The island’s entrepreneurs rejected on Wednesday any notion of raising corporate tax from 12.5 per cent to 15 per cent, arguing it would hurt efforts to attract foreign investment and preserve Cyprus’ position as a business hub.
In a statement following a broad meeting at the Chamber of Trade and Industry, businesses, accountants, lawyers and investment promotion agencies, demanded an immediate end to any talk of raising corporate tax.
“The stability and predictability of the tax framework is a fundamental condition for maintaining Cyprus as a business centre, attracting investments and boosting Cypriot businesses so as to achieve high growth rates to the benefit of society as a whole,” the statement said.
The various organisations demanded the “immediate termination of any discussion regarding the particular issue and the express revocation of the ministry’s intention”.
The businesses said they were prepared to enter a dialogue aimed at coming up with a comprehensive tax reform without raising corporate tax.
“This reform must cut the operational cost of businesses, create the conditions for increased financial activity and development, boost employment, and the country’s competitiveness,” the statement said.
Finance Minister Harris Georgiades said there was no final decision on the matter and that it was just a scenario tabled for consultation.
“We operate in full transparency,” he told a morning radio show. “We had this meeting and I asked them to do an evaluation and come back with their views,” he said of businesses.
Georgiades stressed that the intention was not a bid to collect cash, nor an obligation Cyprus was forced to meet like it or not.
“We think it could be to our interest. Considering international developments on tax policy in the recent three to four years and how taxation issues have shaped up at an international level, we are of the view that a low corporate tax could be a disadvantage,” he said.
The minister said the government wanted the private sector’s view on the matter but if their view was that it would be bad then the scenario would not go ahead.

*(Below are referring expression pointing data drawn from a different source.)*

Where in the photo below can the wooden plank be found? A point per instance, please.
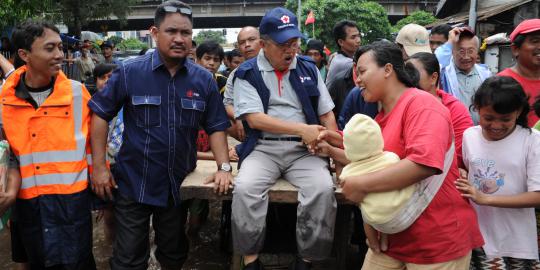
(194, 187)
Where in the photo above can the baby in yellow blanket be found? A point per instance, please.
(363, 143)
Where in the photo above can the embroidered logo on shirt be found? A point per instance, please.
(486, 178)
(191, 93)
(307, 78)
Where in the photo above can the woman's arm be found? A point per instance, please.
(398, 176)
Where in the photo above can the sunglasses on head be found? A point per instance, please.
(181, 10)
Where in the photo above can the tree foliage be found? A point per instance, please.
(77, 13)
(212, 35)
(371, 18)
(418, 17)
(73, 13)
(13, 12)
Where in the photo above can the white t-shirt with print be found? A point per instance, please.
(506, 167)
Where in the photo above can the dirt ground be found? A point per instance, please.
(205, 252)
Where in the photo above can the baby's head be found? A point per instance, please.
(362, 138)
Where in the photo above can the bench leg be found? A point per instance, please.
(342, 235)
(236, 262)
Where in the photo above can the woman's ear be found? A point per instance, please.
(434, 78)
(388, 70)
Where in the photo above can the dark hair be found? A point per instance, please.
(441, 29)
(504, 95)
(430, 63)
(536, 106)
(210, 48)
(160, 14)
(340, 30)
(26, 33)
(518, 40)
(233, 53)
(385, 52)
(102, 69)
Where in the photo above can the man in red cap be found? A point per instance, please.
(526, 49)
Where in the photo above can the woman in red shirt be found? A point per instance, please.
(418, 128)
(427, 66)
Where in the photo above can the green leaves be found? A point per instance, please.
(74, 13)
(371, 18)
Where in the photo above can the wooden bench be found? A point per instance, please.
(282, 192)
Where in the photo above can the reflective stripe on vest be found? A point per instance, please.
(59, 183)
(54, 179)
(60, 156)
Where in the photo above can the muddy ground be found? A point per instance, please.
(205, 252)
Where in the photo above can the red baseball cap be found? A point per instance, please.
(525, 27)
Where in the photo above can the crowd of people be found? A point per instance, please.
(441, 155)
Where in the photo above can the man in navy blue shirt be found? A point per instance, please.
(165, 98)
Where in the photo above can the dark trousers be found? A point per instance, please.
(131, 249)
(86, 264)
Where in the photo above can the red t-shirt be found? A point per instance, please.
(419, 129)
(531, 88)
(461, 120)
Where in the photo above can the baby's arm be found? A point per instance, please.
(376, 241)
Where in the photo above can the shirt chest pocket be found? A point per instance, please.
(147, 110)
(192, 110)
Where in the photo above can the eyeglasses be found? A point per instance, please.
(293, 45)
(471, 52)
(181, 10)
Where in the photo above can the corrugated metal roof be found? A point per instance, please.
(482, 14)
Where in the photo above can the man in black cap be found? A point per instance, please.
(284, 100)
(315, 50)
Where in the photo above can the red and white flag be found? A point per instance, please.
(311, 18)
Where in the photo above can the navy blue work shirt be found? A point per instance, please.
(162, 115)
(354, 103)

“Of course, our suggestion is to look a bit forward and not just at today,” Georgiades said. “Safeguard our competitive advantage but also try to create the conditions for a more sustainable development of the services sector.”

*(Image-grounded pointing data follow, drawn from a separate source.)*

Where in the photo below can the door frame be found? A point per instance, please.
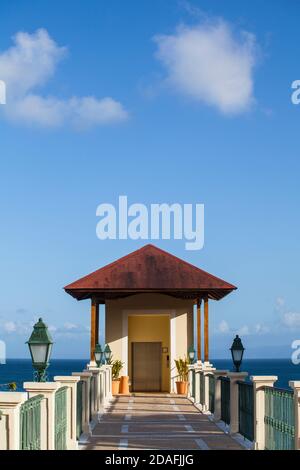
(171, 313)
(160, 364)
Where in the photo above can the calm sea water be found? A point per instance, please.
(20, 370)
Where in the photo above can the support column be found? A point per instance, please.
(94, 328)
(259, 384)
(10, 404)
(199, 330)
(206, 339)
(48, 389)
(234, 399)
(217, 374)
(295, 385)
(70, 382)
(86, 378)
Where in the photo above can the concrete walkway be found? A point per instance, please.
(157, 421)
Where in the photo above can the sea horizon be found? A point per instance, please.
(20, 370)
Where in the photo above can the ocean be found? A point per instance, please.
(20, 370)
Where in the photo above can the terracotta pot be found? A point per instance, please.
(182, 388)
(115, 387)
(124, 385)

The minister said a low rate cancelled or limited double tax agreements, “which are one of the most important tools for growth and preservation of this important services sector”.
He said Cyprus has entered various black lists because of its low rate and a careful rise to 15 per cent would resolve such issues drastically.

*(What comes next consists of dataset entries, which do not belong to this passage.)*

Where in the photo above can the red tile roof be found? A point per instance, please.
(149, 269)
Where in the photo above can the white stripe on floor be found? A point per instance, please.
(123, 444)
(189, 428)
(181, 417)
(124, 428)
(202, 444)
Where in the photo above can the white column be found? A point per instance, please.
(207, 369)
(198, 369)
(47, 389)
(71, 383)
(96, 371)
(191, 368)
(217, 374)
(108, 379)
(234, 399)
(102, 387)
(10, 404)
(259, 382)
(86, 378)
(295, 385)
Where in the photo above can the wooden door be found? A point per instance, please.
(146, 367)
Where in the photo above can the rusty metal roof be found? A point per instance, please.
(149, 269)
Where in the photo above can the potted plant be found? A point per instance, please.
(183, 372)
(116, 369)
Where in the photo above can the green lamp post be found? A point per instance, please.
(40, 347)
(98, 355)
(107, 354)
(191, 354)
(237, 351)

Georgiades suggested that raising the tax could eventually be beneficial as the government planned to provide offsetting tax breaks.
Georgiades said the rise would fetch the state an extra €170m annually but at the same time it would be returning some €200m in the form of other tax breaks.
According to the scenario, the government will cut defence contributions from 17 per cent to 15 per cent, tax on interest rates from 30 per cent to 15 per cent, and capital gains tax from 20 per cent to 15 per cent.
It will also scrap an annual fee of €350 paid by every company, and stamp duties. According to the scenario, individuals will get a higher break on contributions to pensions, social insurance, and insurance.